I do not like to write about wine nowadays. I’m just an ordinary punter again.
When I had written masses of articles and 14 books, mainly on wine and vines, and was tasting some 2,000 wines a year, I knew, more or less, what I was about – especially with lower cost wines.
When I did write on the subject, I hope that I made it well known that you can learn almost as much about a wine from the bottle corks as from the labels stuck to the outside. That is still true.
A lot of wine is bottled with nondescript cork brands so that the bottles can be labelled and sold as wines that dealers think will sell. This not only applies to “plonk” but to wines in the highest bracket – as I learned once at an upper class white Burgundy tasting.
This cork business was brought to my notice of late when wines from Italy, Spain and France, bought in a supermarket that exists here and elsewhere in Europe, bore the same marked plastic corks.
These wines tasted of their origin, so must have been shipped in bulk to Germany and bottled there with “etiquettes” (labels, etc.) stuck on that may have been shipped along with the wine.
At this same supermarket I bought a test bottle of a wine made near Barcelona that was so “original” and delicious that Margreet and I rushed back to buy more. But I was fooled. It, too, had gone from Spain to Germany to be bottled and labelled there – though it was none the worse for this treatment. The plastic cork, though, was different, being longer and unmarked. The bottling must have been a special one for a better wine. “Corks can speak”.
I am not in favour of plastic corks in any form, and, because of them, conscious of the decline of cork forests and those who work in the cork industry. So I would like to see real corks back in the place of plastic. However, screw-top bottle closures for minor wines, or even major ones, make sense. They are convenient, easy to open and close, and save time.
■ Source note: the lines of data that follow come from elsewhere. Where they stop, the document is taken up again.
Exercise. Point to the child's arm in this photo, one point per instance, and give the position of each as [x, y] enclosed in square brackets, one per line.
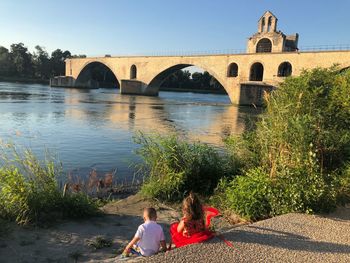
[181, 226]
[163, 245]
[132, 242]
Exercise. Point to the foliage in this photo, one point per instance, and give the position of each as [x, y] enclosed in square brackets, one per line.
[19, 62]
[99, 242]
[174, 167]
[30, 194]
[299, 153]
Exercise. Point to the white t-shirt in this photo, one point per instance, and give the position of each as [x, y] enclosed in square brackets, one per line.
[150, 234]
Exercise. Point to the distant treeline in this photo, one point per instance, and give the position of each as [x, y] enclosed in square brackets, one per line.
[183, 79]
[18, 62]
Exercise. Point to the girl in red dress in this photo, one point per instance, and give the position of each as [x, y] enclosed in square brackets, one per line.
[193, 227]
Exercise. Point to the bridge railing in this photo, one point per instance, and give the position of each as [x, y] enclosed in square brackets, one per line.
[229, 51]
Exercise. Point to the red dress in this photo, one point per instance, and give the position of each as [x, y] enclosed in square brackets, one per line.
[194, 231]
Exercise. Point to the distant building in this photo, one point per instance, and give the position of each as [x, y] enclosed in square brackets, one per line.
[268, 39]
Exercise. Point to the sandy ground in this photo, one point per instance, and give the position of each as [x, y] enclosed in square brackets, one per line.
[68, 241]
[287, 238]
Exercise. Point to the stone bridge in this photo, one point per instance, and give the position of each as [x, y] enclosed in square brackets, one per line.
[271, 56]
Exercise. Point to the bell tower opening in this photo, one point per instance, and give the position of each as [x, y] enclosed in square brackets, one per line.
[269, 39]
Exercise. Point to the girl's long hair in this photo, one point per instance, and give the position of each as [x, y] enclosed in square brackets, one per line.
[192, 207]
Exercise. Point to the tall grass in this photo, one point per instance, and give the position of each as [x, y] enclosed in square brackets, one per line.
[30, 192]
[299, 152]
[173, 167]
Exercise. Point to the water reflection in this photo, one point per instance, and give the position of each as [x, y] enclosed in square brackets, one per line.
[94, 128]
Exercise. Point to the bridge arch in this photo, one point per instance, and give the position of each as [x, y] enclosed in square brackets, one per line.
[157, 80]
[96, 74]
[232, 70]
[133, 72]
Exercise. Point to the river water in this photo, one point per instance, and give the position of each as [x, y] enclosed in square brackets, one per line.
[94, 129]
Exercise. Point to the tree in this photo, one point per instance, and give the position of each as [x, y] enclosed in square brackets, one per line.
[41, 62]
[6, 67]
[22, 60]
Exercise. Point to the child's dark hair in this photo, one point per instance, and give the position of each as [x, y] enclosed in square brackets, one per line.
[192, 207]
[151, 212]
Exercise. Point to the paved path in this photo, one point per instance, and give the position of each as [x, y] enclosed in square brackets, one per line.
[287, 238]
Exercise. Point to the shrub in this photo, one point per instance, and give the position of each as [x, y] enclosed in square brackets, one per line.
[299, 152]
[30, 194]
[174, 167]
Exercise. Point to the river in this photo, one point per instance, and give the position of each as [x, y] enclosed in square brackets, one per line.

When I started to write on wine in the early 1980s, wine writers were recommending wine in the top price bracket. So I had the jump on them by writing on supermarket wine – then at under £2 a bottle.
Now I notice that newspaper-recommended wines are, once more, in the upper bracket price range – often astronomically so. You do not have to buy expensive wine to enjoy good wine.
Judicious selection when visiting France is still an excellent way of buying wine – but beware the offloading of unsuccessful wine at Channel ports.
It is now an especially good time to buy in France, with 2009 and 2010 examples on the shelves.
But if tasting a bottle of wine before buying more – look at the cork. It will tell you so much.